Quand Jean et Marie ont acheté ce vieux fauteuil usé dans une petite brocante du village, ils pensaient simplement ramener chez eux un meuble bon marché. Le vendeur leur avait dit en souriant :
« Il est vieux… mais solide. »

Pendant des semaines, le fauteuil est resté dans leur salon. Mais un soir, Jean a remarqué quelque chose d’étrange. L’assise semblait anormalement lourde.
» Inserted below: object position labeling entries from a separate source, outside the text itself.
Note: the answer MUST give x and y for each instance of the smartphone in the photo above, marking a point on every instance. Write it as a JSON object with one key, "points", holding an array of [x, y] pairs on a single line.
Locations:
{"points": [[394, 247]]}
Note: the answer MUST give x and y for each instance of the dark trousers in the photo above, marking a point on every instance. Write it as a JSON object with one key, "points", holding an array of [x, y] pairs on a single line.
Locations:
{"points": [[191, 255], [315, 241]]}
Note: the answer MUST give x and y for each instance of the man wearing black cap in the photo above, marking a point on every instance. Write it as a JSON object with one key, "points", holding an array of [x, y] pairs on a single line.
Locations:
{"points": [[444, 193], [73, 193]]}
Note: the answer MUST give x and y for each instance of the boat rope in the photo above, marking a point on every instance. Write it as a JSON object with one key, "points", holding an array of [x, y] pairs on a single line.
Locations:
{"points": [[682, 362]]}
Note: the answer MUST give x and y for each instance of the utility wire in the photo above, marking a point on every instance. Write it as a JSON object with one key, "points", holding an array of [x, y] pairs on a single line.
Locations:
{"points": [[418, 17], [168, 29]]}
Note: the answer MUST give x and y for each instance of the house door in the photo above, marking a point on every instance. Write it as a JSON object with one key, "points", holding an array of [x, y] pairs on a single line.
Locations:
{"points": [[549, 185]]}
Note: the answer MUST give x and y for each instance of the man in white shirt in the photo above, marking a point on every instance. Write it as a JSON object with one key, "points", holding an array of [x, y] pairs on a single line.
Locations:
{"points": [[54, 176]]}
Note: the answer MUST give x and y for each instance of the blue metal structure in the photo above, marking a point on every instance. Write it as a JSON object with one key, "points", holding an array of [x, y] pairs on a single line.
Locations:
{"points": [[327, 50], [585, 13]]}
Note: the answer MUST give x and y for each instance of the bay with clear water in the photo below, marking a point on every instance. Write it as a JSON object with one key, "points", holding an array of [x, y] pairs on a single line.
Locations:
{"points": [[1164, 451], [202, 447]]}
Curieux, il a pris un vieux tournevis et a commencé à soulever le tissu abîmé sous le siège.
Marie se tenait à côté de lui, observant en silence.
Quand le tissu s’est finalement ouvert… ils se sont figés.
À l’intérieur du fauteuil, parfaitement cachées, se trouvaient des dizaines de liasses de billets soigneusement attachées.
Jean a reculé, les yeux écarquillés.
Marie a porté sa main à sa bouche.
— « Jean… c’est… c’est de l’argent ? »
Ils ont sorti une première liasse. Puis une deuxième. Puis une troisième.
Il y en avait partout.
Leur cœur battait à toute vitesse. Ils venaient peut-être de découvrir une fortune cachée dans un simple fauteuil acheté pour quelques euros.
Mais soudain, quelque chose a attiré l’attention de Marie.
Coincé dans le fond du fauteuil… il y avait une petite enveloppe jaunie.
Jean l’a ouverte avec des mains tremblantes.
À l’intérieur, il y avait seulement quelques mots écrits à la main :
« Si vous trouvez cet argent… cela signifie que je ne suis plus là. Mais avant de le prendre, vous devez savoir la vérité. »
Jean et Marie se sont regardés, bouleversés.
Ils n’avaient aucune idée que ce fauteuil cachait un secret bien plus sombre que de simples billets…

Jean a continué à lire la lettre à voix haute.
« Cet argent n’est pas seulement une fortune. C’est toute ma vie… et toute ma faute. »
La lettre était signée : Henri Delorme.
Le nom ne leur disait rien.
Selon la lettre, Henri avait vécu seul dans cette maison pendant plus de quarante ans. Il avait travaillé dur, économisant chaque billet avec obsession. Mais il n’avait jamais fait confiance aux banques.
Alors il avait caché tout son argent dans ce fauteuil.
Mais ce n’était pas tout.
La lettre continuait :
« J’ai perdu la seule personne qui comptait pour moi à cause de cet argent. Ma fille est partie il y a vingt ans. Je n’ai jamais su où elle est allée. Si un jour quelqu’un trouve ce fauteuil… je lui demande seulement une chose : essayer de la retrouver. »
Marie avait les larmes aux yeux.
Sur la dernière page, il y avait un nom… et une ville.
Jean s’est assis en silence.
Ils avaient maintenant devant eux une fortune qui pourrait changer leur vie.
Mais ils avaient aussi une promesse laissée par un homme qui n’était plus là.
Marie a doucement posé sa main sur celle de Jean.
— « Cet argent… il n’est peut-être pas vraiment à nous. »
Jean a regardé le fauteuil, puis la lettre.

Ce soir-là, ils ont pris une décision qui allait bouleverser leur vie.
Parce que parfois… le plus grand trésor n’est pas l’argent que l’on trouve, mais la promesse que l’on choisit de tenir.